Wed, 31 Dec 2008

Parsec and Expression Parsing.

Haskell's Parsec parsing library (distributed with the GHC compiler since at least version 6.8.2) contains a very powerful expression parsing module Text.ParserCombinators.Parsec.Expr. This module makes it easy to correctly parse arithmetic expressions like the following according to the usual programming language precedence rules.


  2 + a * 4 - b

Once parsed, the abstract syntax tree for that expression should look like this:


hackfest living room

The original Parsec paper by Daan Leijen even gives a small example of using the expression parser.
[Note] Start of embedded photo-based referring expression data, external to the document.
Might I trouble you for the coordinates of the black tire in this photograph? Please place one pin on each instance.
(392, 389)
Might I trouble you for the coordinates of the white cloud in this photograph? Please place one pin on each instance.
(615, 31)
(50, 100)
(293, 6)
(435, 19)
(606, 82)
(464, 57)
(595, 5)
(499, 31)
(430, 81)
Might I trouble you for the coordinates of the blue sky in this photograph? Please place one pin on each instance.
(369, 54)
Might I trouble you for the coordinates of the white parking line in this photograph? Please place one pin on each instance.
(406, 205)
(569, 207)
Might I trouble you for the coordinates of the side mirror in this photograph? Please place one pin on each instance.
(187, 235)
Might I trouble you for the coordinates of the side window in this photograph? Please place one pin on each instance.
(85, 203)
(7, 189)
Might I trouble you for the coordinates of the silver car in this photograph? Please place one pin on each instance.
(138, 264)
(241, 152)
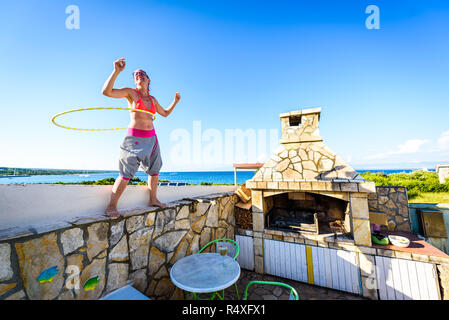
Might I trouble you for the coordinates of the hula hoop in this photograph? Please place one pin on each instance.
(96, 108)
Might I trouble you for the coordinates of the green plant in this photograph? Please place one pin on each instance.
(416, 182)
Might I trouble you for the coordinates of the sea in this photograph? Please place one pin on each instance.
(191, 177)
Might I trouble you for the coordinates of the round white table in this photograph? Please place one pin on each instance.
(205, 272)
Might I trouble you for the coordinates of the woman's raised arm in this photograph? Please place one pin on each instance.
(108, 89)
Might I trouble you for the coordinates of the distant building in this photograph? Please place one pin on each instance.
(442, 171)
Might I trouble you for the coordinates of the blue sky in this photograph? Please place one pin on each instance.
(238, 65)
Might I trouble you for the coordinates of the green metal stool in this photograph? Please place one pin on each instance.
(293, 293)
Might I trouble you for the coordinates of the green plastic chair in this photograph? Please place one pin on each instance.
(233, 252)
(293, 293)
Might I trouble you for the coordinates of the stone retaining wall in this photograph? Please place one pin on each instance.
(138, 246)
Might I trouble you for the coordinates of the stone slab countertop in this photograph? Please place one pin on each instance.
(417, 245)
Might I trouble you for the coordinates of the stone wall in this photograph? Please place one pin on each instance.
(139, 246)
(392, 201)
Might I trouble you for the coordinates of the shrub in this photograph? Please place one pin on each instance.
(416, 182)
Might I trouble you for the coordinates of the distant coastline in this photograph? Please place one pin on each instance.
(7, 172)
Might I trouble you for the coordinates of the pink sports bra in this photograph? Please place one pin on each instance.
(140, 105)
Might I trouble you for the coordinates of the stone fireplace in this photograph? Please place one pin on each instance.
(307, 189)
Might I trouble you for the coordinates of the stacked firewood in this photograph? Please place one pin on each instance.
(242, 209)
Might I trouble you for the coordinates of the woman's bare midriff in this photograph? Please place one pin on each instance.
(140, 120)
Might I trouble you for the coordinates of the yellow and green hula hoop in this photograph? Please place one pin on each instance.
(96, 108)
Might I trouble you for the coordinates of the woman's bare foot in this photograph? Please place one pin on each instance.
(112, 212)
(157, 203)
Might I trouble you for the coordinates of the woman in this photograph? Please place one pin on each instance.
(140, 146)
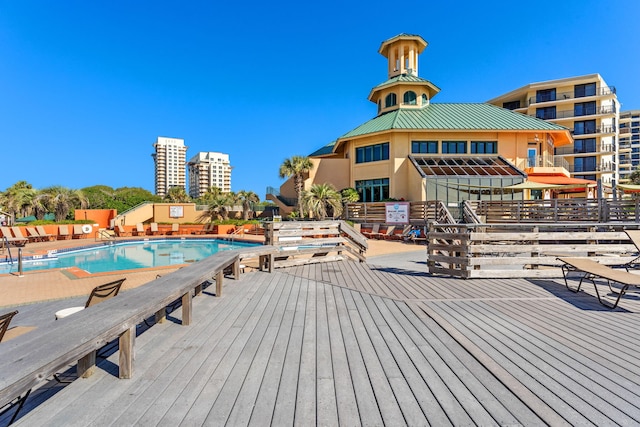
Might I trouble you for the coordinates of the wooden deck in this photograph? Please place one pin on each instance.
(345, 343)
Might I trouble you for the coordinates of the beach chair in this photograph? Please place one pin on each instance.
(139, 230)
(44, 234)
(98, 294)
(63, 232)
(175, 229)
(593, 270)
(77, 232)
(33, 235)
(121, 232)
(7, 333)
(375, 232)
(13, 240)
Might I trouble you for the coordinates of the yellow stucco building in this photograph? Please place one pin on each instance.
(417, 150)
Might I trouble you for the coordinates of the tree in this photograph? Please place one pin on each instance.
(322, 200)
(247, 198)
(177, 194)
(296, 167)
(17, 198)
(62, 201)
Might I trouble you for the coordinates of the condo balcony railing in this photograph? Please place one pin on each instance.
(602, 167)
(602, 148)
(548, 97)
(543, 161)
(589, 131)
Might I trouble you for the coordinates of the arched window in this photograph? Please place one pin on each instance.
(390, 100)
(409, 98)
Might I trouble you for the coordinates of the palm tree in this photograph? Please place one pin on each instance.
(62, 200)
(177, 194)
(247, 198)
(322, 199)
(17, 198)
(296, 167)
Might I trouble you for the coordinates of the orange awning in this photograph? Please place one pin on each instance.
(560, 180)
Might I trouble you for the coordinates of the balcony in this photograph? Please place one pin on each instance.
(603, 149)
(563, 96)
(592, 131)
(605, 167)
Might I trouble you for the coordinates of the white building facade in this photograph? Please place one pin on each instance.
(169, 158)
(209, 169)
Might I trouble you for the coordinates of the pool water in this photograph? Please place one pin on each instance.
(129, 255)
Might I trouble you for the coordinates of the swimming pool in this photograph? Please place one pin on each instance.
(128, 255)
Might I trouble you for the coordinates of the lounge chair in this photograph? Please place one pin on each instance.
(121, 232)
(7, 333)
(63, 232)
(33, 235)
(41, 231)
(77, 232)
(139, 230)
(98, 294)
(594, 270)
(388, 233)
(375, 232)
(175, 229)
(16, 241)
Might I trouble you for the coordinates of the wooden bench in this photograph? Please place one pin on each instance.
(32, 358)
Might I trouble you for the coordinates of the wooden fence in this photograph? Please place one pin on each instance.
(520, 250)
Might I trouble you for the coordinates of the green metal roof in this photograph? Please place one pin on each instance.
(327, 149)
(452, 117)
(404, 78)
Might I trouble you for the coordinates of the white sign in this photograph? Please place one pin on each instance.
(397, 212)
(176, 211)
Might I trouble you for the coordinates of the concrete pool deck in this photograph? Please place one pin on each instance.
(48, 285)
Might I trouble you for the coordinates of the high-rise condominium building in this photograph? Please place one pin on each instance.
(629, 143)
(209, 169)
(589, 108)
(170, 158)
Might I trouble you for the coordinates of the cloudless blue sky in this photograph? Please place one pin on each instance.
(86, 87)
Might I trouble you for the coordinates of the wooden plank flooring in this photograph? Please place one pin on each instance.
(349, 344)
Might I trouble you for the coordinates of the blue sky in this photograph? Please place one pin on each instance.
(86, 87)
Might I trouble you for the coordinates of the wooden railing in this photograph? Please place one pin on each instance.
(323, 240)
(521, 250)
(420, 213)
(557, 210)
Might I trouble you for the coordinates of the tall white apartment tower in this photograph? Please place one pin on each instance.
(170, 158)
(209, 169)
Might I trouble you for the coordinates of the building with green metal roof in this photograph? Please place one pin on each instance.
(414, 149)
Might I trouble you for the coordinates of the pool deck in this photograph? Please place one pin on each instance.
(380, 343)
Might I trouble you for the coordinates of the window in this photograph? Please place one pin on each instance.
(546, 113)
(581, 91)
(372, 153)
(546, 95)
(454, 147)
(409, 98)
(587, 145)
(584, 127)
(511, 105)
(424, 147)
(584, 108)
(373, 190)
(584, 164)
(390, 100)
(484, 147)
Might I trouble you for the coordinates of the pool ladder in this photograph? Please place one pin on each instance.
(5, 244)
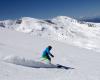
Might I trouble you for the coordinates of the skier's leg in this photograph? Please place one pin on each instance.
(49, 59)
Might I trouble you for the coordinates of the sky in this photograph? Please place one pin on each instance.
(45, 9)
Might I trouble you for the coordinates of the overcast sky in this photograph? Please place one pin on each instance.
(12, 9)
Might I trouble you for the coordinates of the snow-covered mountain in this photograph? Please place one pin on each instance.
(20, 53)
(62, 28)
(95, 19)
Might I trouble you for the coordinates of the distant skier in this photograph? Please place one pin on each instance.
(46, 54)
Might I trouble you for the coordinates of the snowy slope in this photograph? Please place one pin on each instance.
(29, 47)
(66, 29)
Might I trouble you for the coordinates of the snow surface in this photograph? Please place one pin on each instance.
(20, 52)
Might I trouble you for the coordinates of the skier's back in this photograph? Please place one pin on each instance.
(46, 54)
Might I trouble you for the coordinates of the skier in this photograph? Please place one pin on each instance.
(46, 54)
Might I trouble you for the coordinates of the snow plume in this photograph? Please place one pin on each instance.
(27, 62)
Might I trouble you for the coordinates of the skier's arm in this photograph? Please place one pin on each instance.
(51, 55)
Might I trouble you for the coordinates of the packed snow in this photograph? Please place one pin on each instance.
(75, 45)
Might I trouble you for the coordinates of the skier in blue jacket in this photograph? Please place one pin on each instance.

As can be seen below, the operators are defined in a table (ie a list of lists) where the outer list is a set precedence levels (from highest precedence to lowest) and each inner list specifies all the operators for that precedence level.


  module Parser
  where
  
  import Text.ParserCombinators.Parsec
  import Text.ParserCombinators.Parsec.Expr
  
  expr :: Parser Integer
  expr = buildExpressionParser table factor <?> "expression"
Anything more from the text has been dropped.